Comece por esclarecer que a justiça não é um processo solitário, mas um trabalho de equipa com responsabilidades complementares. Evite explicar exaustivamente as funções antes das atividades, pois a descoberta guiada promove retenção. Pesquisas mostram que simulações judiciais aumentam a empatia pelos papéis, enquanto debates estruturados desenvolvem pensamento crítico sobre o Estado de Direito. Use linguagem acessível, evitando jargão legal desnecessário para não sobrecarregar os alunos.

O sucesso verifica-se quando os alunos distinguem com precisão as funções de cada agente, explicam o seu contributo para a justiça e aplicam estes conhecimentos em contextos simulados ou debates. Espera-se que demonstrem compreensão não só memorizada, mas também crítica e colaborativa.


Atenção a estes erros comuns

  • Durante a Simulação de Julgamento, watch for alunos que assumam que o juiz toma decisões arbitrárias sem considerar provas.

    Na simulação, peça ao juiz que explique, em voz alta, como cada prova apresentada pelo procurador e advogado influencia a sua decisão, forçando-o a fundamentar cada passo com base nos elementos do caso.

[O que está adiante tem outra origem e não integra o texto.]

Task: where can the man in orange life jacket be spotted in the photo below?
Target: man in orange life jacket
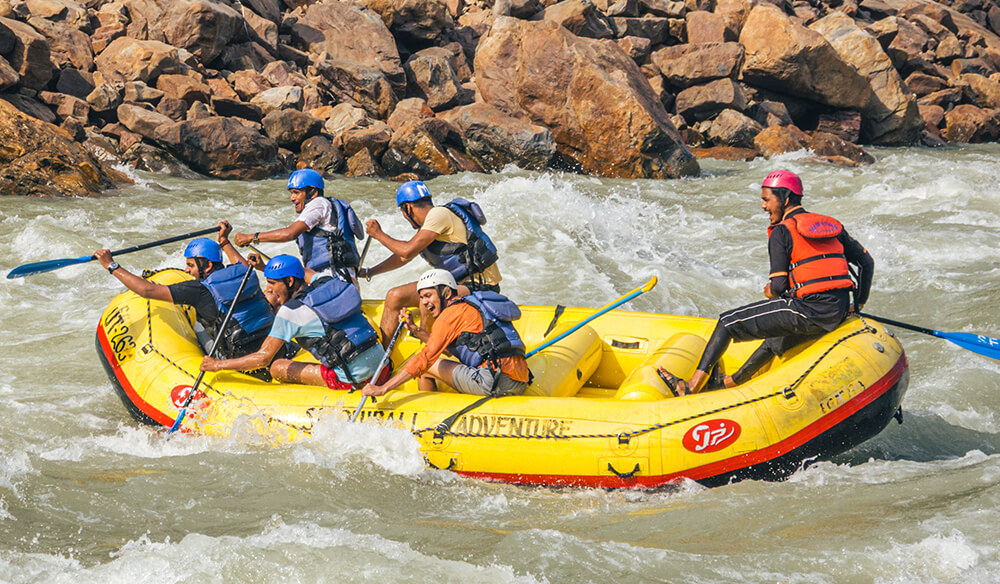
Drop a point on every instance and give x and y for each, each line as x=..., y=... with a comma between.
x=808, y=289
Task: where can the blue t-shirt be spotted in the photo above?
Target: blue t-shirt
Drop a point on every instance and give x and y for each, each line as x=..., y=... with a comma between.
x=304, y=322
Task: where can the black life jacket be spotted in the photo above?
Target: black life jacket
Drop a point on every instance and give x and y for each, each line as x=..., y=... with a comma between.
x=322, y=249
x=251, y=319
x=498, y=338
x=348, y=332
x=464, y=259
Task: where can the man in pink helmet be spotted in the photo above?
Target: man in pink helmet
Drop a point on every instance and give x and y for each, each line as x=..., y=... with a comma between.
x=808, y=290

  • Durante a Ordenação de Cartões, watch for alunos que agrupem procurador e advogado como funções semelhantes.

    Peça aos alunos que justifiquem a posição de cada cartão, comparando exemplos de acusação (procurador) e defesa (advogado) até que reconheçam a oposição de papéis.

  • Durante o Debate Guiado, watch for alunos que confundam independência judicial com ausência de responsabilização.

    No debate, introduza a pergunta: 'Como é que um juiz responde se cometer um erro?' e peça aos alunos para encontrarem exemplos na lei ou na hierarquia judicial portuguesa.